The Department of Health and Human Services (HHS) announced $70 million in grants to help communities and health care professionals combat the ongoing opioid crisis that is ravaging communities across the U.S. The majority of the money will be used to help prevent opioid-induced deaths and to provide treatment for people with opioid use disorders, including $28 million allotted for medication-based treatment. More than 33,000 lives were claimed in 2015 due to opioid overdoses.
$41.7 million of the funding is set to expand resources and training for first responders on how to use emergency treatments, such as Narcan, to help reverse and treat overdoses. In many cases, first responders are often the difference between life and death for opioid users who experience an overdose, so it is imperative health care professionals have access to the needed resources and training to help save lives.
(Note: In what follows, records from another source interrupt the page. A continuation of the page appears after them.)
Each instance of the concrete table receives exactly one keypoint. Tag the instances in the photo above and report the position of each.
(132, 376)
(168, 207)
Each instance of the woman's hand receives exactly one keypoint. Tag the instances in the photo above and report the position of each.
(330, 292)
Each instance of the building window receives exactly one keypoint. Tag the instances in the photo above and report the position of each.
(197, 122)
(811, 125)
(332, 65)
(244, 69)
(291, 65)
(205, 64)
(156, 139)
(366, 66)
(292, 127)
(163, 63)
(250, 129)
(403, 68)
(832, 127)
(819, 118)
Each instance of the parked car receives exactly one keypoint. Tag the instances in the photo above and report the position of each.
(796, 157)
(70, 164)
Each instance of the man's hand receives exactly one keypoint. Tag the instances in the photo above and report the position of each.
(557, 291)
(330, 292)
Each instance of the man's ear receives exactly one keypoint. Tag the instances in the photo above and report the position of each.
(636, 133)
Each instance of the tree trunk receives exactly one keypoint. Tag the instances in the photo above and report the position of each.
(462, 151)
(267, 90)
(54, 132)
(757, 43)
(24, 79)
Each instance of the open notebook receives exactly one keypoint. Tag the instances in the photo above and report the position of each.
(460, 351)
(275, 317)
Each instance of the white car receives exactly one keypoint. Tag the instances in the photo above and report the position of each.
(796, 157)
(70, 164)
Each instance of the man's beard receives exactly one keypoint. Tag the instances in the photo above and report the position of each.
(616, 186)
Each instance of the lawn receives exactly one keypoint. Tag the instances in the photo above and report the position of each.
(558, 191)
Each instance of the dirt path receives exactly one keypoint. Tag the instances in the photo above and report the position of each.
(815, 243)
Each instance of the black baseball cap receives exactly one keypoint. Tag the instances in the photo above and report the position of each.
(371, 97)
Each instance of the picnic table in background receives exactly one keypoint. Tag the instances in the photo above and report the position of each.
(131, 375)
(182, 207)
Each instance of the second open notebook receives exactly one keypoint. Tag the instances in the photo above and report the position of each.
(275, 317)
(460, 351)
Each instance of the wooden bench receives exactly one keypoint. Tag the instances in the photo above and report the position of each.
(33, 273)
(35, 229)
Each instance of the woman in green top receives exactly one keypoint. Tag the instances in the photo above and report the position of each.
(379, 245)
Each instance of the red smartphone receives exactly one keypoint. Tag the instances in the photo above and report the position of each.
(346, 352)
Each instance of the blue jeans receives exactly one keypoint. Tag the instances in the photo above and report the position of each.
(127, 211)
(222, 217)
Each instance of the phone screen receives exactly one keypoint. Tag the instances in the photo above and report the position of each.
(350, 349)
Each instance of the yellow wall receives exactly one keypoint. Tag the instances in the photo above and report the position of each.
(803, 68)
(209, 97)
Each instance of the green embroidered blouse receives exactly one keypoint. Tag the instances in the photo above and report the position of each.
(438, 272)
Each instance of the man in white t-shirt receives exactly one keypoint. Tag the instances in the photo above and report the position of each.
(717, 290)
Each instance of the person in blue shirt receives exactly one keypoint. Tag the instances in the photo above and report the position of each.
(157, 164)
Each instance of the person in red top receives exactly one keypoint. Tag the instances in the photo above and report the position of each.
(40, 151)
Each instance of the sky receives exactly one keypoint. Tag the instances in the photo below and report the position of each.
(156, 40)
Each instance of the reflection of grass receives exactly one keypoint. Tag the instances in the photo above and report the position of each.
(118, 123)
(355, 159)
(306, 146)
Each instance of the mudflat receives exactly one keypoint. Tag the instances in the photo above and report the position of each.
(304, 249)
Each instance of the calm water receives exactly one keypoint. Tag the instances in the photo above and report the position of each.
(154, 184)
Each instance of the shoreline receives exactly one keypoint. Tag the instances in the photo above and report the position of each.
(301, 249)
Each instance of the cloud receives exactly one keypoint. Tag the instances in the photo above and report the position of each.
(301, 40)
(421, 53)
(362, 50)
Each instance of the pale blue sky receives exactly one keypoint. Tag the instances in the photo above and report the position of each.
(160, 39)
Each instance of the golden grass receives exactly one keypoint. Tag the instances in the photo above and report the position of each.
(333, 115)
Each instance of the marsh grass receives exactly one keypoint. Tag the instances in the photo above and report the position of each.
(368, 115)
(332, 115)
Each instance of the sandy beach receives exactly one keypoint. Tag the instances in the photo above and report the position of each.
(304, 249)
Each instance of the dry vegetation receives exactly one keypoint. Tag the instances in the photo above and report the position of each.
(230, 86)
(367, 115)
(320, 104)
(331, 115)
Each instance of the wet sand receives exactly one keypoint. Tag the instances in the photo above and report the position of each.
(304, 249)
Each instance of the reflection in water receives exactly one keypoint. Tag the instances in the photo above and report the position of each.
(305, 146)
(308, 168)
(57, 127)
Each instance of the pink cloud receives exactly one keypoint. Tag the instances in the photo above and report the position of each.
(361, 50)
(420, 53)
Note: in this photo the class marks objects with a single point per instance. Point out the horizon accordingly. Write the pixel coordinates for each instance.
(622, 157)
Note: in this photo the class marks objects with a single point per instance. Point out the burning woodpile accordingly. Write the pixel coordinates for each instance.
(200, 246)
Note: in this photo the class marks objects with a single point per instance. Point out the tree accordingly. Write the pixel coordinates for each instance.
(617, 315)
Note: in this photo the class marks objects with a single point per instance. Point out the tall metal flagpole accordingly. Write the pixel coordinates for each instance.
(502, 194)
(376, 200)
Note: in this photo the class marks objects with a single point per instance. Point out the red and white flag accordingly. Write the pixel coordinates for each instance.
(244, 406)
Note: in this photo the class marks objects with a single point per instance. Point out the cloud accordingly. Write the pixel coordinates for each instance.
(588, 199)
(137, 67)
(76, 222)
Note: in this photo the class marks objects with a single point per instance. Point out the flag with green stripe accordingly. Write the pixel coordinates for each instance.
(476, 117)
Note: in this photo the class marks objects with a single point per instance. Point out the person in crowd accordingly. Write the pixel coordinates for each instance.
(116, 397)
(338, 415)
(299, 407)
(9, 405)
The additional funding aims to help paramedics, EMTs and other emergency service personnel gain access to much-needed resources.
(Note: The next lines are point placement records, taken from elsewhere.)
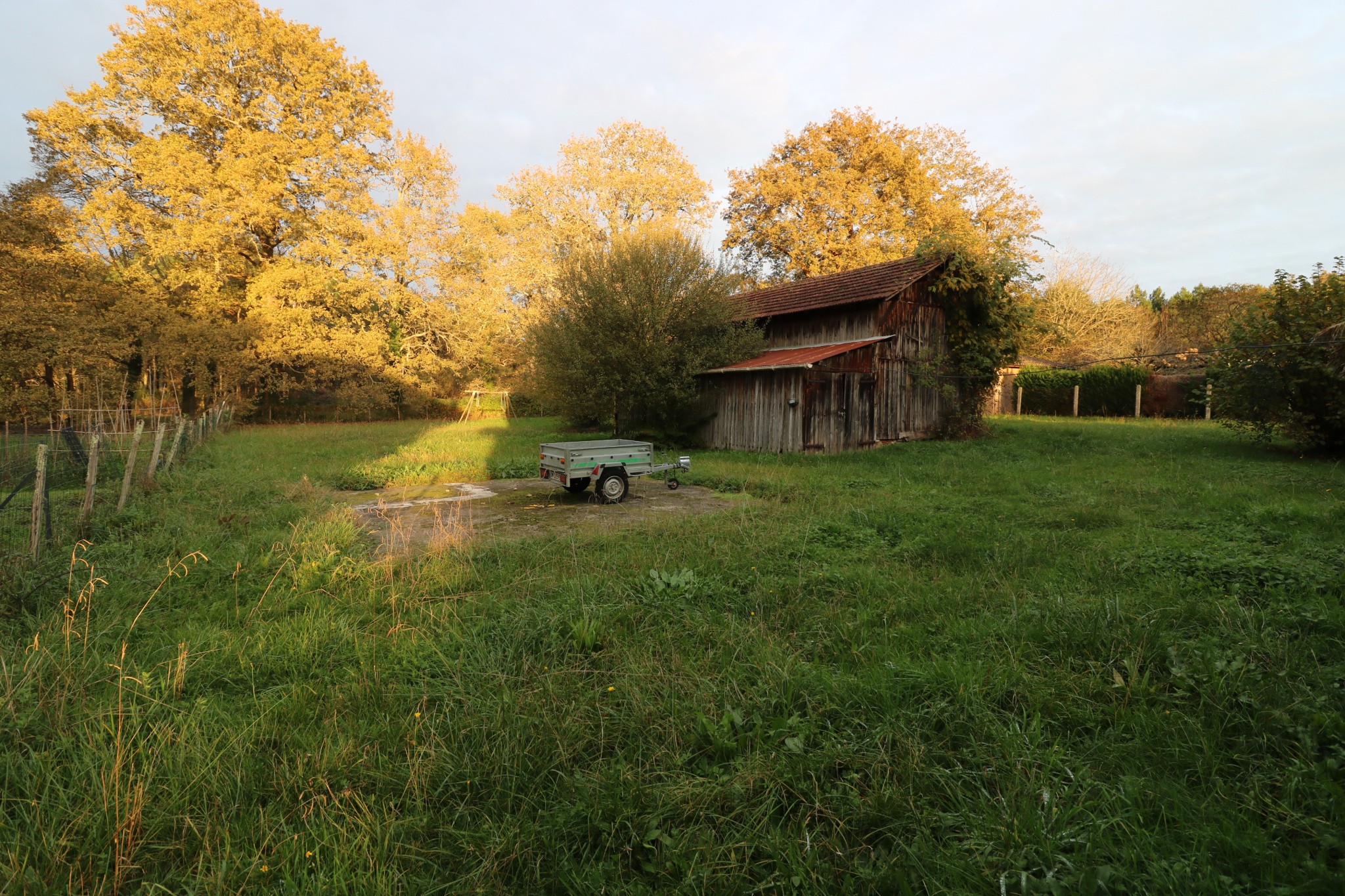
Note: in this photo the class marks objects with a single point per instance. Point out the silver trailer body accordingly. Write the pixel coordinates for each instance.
(576, 464)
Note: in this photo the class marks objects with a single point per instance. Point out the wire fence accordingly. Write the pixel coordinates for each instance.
(92, 461)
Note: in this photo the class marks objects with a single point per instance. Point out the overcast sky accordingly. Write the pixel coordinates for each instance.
(1181, 141)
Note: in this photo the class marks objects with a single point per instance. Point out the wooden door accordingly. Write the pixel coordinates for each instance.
(818, 412)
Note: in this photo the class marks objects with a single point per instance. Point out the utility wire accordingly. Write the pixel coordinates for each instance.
(1137, 358)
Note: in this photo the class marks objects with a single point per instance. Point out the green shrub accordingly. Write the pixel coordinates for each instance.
(1107, 390)
(1296, 390)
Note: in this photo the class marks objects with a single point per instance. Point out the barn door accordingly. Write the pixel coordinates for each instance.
(818, 410)
(861, 413)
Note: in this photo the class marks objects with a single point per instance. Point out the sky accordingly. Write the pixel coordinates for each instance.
(1181, 142)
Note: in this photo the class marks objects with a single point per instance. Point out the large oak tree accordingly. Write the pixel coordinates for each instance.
(856, 190)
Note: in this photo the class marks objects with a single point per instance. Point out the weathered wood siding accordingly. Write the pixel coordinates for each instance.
(845, 324)
(752, 412)
(862, 398)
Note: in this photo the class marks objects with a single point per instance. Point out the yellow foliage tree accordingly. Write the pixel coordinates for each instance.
(502, 277)
(64, 322)
(1083, 312)
(228, 159)
(856, 191)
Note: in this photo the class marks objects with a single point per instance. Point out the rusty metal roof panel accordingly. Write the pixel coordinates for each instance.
(795, 358)
(861, 285)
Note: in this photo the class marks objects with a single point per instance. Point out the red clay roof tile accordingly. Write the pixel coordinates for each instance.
(860, 285)
(797, 356)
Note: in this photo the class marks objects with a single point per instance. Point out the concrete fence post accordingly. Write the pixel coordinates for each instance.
(154, 456)
(177, 442)
(39, 488)
(91, 480)
(131, 465)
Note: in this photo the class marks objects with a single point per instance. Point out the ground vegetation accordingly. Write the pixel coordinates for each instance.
(1080, 656)
(634, 323)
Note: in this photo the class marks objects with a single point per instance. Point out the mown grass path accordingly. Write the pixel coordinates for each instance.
(1075, 657)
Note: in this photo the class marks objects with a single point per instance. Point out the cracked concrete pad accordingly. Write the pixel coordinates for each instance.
(423, 516)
“The grants we announce today clearly demonstrate our efforts to meet the opioid crisis with every tool at our disposal,” said Substance Abuse and Mental Health Services Administration Acting Deputy Assistant Secretary Kana Enomoto. “The evidence-based training, medication, and behavioral therapies provided here will save lives and help people with addictions start a path toward reaching their potential.”
In addition to the most recent grants, $485 million in grants were awarded in April to treat and prevent opioid abuse.